The Arguments field, set to dial straight to your onion address
Long-press Script Runner’s icon (or use its share/pin option) to drop a widget for partyline.sh on the homescreen:
Long-press to pin partyline.sh to the homescreen
The one-button walkie-talkie, now on your homescreen
And that is it. Press the button: Tor comes up, the hidden service goes active, and the script dials the onion address with your stored secret.
On Termux, push-to-talk is always tap-to-toggle: tap SPACE to start recording, tap again to send. T sends encrypted text, Q hangs up.
Step 6: Keep it alive (always-on walkie-talkie)
Android loves killing background processes, and a dead Termux session is a dead phone line. Three fixes:
- You already installed the Termux:API app back in Step 1. Now install its command-line half inside Termux:
pkg install termux-api. The app and the package work as a pair, and together they give the script proper microphone access. - When Android asks whether Termux can always run in the background, allow it.
- In Android Settings -> Apps -> Termux -> Battery, set Unrestricted. Script Runner’s config screen even nags you about this one.
Allow Termux to always run in the background
Worried about the battery and data cost of an always-on Tor voice line? Opus at 16 kbps is tiny. A 10 second message is around 20 KB on the wire. Here is the actual data usage after setup and testing:
Real data use after setup and testing: barely a blip
If you want to see it moving, there are two short clips in the repo: a terminal capture of the script in action and a shakycam recording of a live call.
A FEW HONEST CAVEATS
- No forward secrecy. If a shared secret leaks, every call made with it is exposed. Rotate secrets between sensitive conversations.
- Latency is real. This is a walkie-talkie, not a phone call. Clips arrive complete but a few seconds late. That is the price of Tor.
- The relay is blind but not invisible. It cannot hear you, but it does know how many callers are connected and when they talk.
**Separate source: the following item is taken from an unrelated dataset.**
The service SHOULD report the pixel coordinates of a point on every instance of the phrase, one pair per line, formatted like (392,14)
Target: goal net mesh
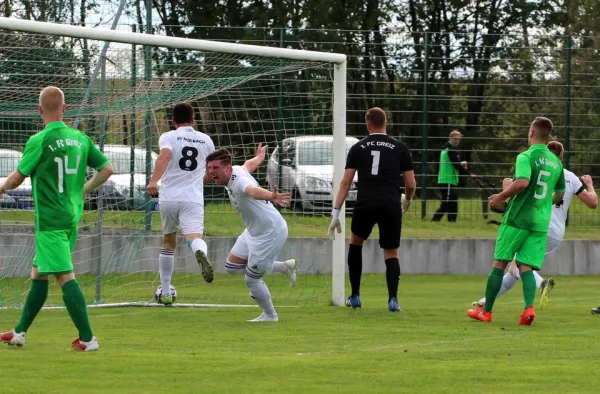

Everything else, the full flag reference, the security model, vanity .onion address generation, Snowflake for Tor-blocked networks, and the troubleshooting guide, lives in the repo:
https://gitlab.com/marcusholtz/tor-party-line
If push-to-talk voice is not your thing, OnionShare covers anonymous file drops and chat over the same hidden service idea, and a self-hosted Mumble server behind Tor gets you low-latency group voice if you are willing to run real infrastructure. But for “two people, zero servers, one button on a phone”, the party line is hard to beat.